The bill's chief sponsors, Sen. Sam Brownback (R-Kan.) and Rep. Chris Smith (R-N.J.), think any woman contemplating an abortion should be fully informed before making a decision. Under their bill, a patient who is 20 or more weeks into a pregnancy would be advised of the scientific evidence that the fetus experiences pain during an abortion. Her doctor would have to offer anesthetics for the fetus. The doctor would also be free to state his or her views on the subject.
The legislation has a sound basis in medical opinion. It's impossible to know exactly what fetuses feel, but they respond to stimuli in a way that suggests they experience discomfort.
"It is my opinion that the human fetus possesses the ability to experience pain from 20 weeks of gestation, if not earlier," says Dr. Kanwaljeet Anand, a pediatrician who directs the Pain Neurobiology Laboratory at Arkansas Children's Hospital Research Institute. Dr. Jean Wright, head of the division on pediatric critical care at Emory University School of Medicine, says premature babies born at 23 weeks respond to pain just as full-term infants do. Fetuses at earlier stages, she says, may be even more sensitive.
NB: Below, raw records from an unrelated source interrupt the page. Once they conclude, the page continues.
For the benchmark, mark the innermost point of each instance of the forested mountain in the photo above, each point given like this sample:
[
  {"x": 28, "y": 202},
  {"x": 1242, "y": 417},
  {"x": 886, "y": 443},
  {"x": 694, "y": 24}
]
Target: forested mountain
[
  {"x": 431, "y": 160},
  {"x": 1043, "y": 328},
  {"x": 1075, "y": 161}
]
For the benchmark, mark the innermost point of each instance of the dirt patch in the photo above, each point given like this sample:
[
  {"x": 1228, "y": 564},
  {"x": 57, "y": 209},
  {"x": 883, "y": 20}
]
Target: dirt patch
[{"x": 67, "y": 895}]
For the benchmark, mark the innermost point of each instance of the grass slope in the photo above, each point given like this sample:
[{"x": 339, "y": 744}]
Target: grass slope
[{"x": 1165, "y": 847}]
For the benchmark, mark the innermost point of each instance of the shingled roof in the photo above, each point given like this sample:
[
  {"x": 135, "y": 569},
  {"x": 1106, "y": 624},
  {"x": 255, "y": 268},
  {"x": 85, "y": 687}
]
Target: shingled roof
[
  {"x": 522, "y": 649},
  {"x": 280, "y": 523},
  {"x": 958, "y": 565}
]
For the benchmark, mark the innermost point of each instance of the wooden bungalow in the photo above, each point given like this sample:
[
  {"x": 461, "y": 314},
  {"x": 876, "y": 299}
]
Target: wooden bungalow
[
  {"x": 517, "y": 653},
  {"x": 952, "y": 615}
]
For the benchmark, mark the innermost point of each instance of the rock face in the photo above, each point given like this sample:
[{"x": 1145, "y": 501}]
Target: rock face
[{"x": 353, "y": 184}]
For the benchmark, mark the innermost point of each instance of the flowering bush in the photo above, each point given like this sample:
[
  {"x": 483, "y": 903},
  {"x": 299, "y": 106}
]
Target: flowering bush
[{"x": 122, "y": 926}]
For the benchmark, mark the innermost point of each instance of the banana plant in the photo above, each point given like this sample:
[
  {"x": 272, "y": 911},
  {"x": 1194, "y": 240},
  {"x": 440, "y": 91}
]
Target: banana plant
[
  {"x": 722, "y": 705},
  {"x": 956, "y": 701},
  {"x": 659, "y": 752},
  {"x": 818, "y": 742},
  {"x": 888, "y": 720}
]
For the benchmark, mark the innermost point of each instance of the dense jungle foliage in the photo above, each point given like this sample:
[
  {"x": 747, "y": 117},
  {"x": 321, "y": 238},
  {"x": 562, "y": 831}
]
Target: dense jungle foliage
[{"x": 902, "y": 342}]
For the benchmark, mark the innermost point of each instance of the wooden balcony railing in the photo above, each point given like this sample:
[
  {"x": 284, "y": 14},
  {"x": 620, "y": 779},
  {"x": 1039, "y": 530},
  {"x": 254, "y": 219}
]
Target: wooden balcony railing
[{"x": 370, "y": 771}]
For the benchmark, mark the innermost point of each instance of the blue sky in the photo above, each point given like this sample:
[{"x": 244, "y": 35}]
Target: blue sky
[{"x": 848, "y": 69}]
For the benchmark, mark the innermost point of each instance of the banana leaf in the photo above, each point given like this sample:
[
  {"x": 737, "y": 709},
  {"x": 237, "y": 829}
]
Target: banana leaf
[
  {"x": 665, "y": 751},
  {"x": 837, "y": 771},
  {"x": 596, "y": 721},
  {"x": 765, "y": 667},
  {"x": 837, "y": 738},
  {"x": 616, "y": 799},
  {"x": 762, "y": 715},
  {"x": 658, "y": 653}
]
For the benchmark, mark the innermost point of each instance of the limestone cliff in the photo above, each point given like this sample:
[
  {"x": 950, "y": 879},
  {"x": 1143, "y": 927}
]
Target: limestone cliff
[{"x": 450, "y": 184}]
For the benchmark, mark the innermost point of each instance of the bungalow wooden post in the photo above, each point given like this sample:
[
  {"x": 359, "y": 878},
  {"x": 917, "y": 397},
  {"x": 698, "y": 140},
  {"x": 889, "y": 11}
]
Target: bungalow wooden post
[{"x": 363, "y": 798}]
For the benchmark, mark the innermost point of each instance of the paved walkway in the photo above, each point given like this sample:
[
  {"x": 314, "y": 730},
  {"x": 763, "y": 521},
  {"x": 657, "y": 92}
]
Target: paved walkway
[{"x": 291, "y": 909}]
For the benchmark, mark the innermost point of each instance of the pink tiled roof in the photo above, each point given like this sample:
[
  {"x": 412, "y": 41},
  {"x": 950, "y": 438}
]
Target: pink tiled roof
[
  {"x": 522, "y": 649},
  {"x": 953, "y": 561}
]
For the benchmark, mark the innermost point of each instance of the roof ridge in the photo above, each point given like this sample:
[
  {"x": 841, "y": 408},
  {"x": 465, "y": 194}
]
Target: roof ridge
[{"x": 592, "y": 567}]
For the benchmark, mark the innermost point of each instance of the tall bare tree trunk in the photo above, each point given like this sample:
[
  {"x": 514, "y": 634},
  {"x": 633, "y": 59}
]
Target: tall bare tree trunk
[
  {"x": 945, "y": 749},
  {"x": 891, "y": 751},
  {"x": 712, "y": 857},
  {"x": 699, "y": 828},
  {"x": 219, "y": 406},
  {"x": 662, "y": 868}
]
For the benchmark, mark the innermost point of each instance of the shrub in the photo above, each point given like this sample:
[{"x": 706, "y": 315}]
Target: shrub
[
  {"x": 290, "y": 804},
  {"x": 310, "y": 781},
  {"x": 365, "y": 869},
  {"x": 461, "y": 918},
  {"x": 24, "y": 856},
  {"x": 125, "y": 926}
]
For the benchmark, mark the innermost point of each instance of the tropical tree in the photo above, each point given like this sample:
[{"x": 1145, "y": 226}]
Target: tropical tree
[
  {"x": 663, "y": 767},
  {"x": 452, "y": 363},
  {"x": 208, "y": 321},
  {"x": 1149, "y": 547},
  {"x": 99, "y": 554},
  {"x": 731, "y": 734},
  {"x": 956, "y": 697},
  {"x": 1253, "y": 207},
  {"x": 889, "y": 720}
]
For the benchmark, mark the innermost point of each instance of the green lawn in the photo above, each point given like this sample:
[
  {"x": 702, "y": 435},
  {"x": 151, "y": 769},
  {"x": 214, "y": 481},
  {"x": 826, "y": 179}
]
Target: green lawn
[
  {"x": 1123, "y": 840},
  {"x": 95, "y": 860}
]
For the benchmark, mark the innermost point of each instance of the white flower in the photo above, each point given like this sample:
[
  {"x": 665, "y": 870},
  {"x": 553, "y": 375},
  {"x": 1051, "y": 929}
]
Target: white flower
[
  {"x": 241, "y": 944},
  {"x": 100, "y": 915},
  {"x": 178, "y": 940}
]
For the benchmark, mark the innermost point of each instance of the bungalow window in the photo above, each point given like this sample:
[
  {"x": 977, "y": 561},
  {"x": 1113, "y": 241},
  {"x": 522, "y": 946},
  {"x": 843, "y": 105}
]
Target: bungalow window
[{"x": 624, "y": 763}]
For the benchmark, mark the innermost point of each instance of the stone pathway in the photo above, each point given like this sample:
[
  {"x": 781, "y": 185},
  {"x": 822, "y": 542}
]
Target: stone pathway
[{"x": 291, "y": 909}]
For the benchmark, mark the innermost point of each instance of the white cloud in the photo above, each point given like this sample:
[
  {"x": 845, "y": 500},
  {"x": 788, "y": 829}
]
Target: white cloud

Not everyone agrees. But this is one instance where it makes perfect sense to err on the side of caution by assuming that the capacity for pain develops earlier rather than later--just as surgeons do when they operate on fetuses, something typically done as early as 20 weeks.
Why is it controversial to suggest that a woman may benefit from having sound information about her fetus? No one objects to laws against cruelty to animals. There, we figure, the least we can do is minimize the pain inflicted on a helpless creature. Even if a fetus has no rights of its own, what's the harm in confronting its capacity to suffer?
The answer is simple. Abortion-rights advocates know this measure would not impede any woman who wants an abortion. But the bill does something that they understand is terribly dangerous to their cause: It recognizes that the "choice" to have an abortion involves not only a woman and her doctor, but also the fetus--a living entity with unmistakable human characteristics. And that way lies trouble.
Gloria Feldt, president of Planned Parenthood Federation of America, the nation's biggest abortion provider, accuses supporters of "trying to elevate the status of the fetus above that of the woman." But it doesn't elevate dogs above people to say that canines may not be destroyed in an inhumane manner.
Planned Parenthood's problem is that the bill gives the fetus any consideration at all, because it reminds people that abortion is not just another medical procedure. Abortion-rights supporters know the real reason many Americans have reservations about abortion is not that they want to force women into traditional roles, deny them choices or stamp out birth control. It's because they think killing a fetus is uncomfortably close to killing an infant. Talk about fetuses experiencing pain only encourages that sort of thinking, and there is no telling where it might lead.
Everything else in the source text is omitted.